Namarin: Filosofi Pendidikan Kepelautan Kurang Tepat

NUSANTARANEWS.CO – Pada pertengahan Januari lalu, Sekolah Tinggi Ilmu Pelayaran (STIP) heboh. Kehebohan ini menyusul tewasnya Amirullah Aditya, taruna tingkat I Sekolah Tinggi Ilmu Pelayaran Marunda akibat penganiayaan seniornya. Sistem pendidikan yang berlaku di STIP Marunda pun kembali berada di bawah sorotan tajam publik.

Seperti biasanya, Kementerian Perhubungan (Kemenhub) sebagai pihak yang memiliki dan mengelola STIP langsung mencopot Ketua STIP dan menjanjikan perbaikan tata kelola kampus itu agar perkara bullying yang berujung maut itu tidak berulang di masa mendatang.

Direktur The National Maritime Institute (Namarin) Siswanto Rusdi angkat bicara turut mengkomentari peristiwa nahas tersebut. Menurutnya, kekerasan yang mengakar di STIP bertitik-tolak dari filosofi pendidikan kepelautan yang kurang tepat. Kekurangtepatan itu terletak pada anggapan bahwa untuk membangun disiplin dalam diri siswa diperlukan kekerasan.

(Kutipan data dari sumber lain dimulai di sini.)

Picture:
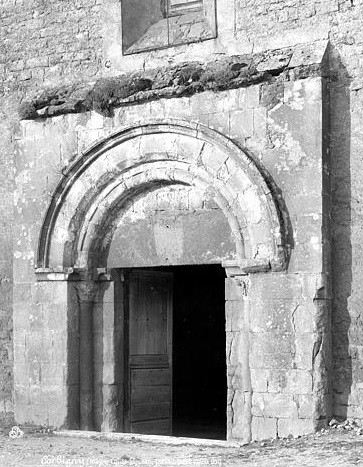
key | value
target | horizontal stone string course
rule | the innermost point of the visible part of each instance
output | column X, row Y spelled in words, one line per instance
column 180, row 80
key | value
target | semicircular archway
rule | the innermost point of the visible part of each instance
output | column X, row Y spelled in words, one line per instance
column 90, row 198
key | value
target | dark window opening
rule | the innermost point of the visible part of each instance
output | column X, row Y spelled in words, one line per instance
column 155, row 24
column 179, row 7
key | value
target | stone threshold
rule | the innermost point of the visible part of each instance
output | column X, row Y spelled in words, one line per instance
column 156, row 439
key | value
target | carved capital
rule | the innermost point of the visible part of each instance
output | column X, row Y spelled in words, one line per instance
column 87, row 290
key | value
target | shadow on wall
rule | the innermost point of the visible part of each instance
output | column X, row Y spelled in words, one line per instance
column 340, row 124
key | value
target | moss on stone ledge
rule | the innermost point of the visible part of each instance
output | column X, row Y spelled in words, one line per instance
column 183, row 79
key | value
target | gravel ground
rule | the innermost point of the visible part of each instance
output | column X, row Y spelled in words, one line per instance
column 336, row 447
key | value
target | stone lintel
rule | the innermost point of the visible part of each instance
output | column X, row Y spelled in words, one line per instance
column 184, row 79
column 243, row 267
column 73, row 274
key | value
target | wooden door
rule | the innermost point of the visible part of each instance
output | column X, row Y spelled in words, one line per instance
column 149, row 356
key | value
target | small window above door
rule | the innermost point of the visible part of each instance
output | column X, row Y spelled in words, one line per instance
column 156, row 24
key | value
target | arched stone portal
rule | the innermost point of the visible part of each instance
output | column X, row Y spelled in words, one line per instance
column 87, row 209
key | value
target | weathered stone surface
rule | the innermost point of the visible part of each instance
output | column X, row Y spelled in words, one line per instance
column 47, row 45
column 183, row 79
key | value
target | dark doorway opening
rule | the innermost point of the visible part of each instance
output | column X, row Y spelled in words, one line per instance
column 199, row 352
column 174, row 345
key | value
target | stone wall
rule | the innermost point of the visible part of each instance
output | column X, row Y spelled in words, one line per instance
column 55, row 42
column 276, row 316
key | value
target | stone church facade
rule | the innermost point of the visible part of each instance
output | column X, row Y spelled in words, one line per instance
column 147, row 142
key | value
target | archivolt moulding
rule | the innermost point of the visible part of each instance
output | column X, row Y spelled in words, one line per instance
column 85, row 205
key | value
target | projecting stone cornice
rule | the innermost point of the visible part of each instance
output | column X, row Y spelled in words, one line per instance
column 184, row 79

“Disiplin dimaksud kemudian digenapkan dengan menerapkan tradisi militeristik dalam kegiatan belajar-mengajar di kampus dan asrama. Pola hubungan junior-senior yang sering menjadi faktor pencetus kekerasan di STIP bertumpu pada prinsip hirarki yang ada dalam tubuh militer,” ujar Siswanto seperti dikutip dari lamannya, Sabtu (4/2/2017).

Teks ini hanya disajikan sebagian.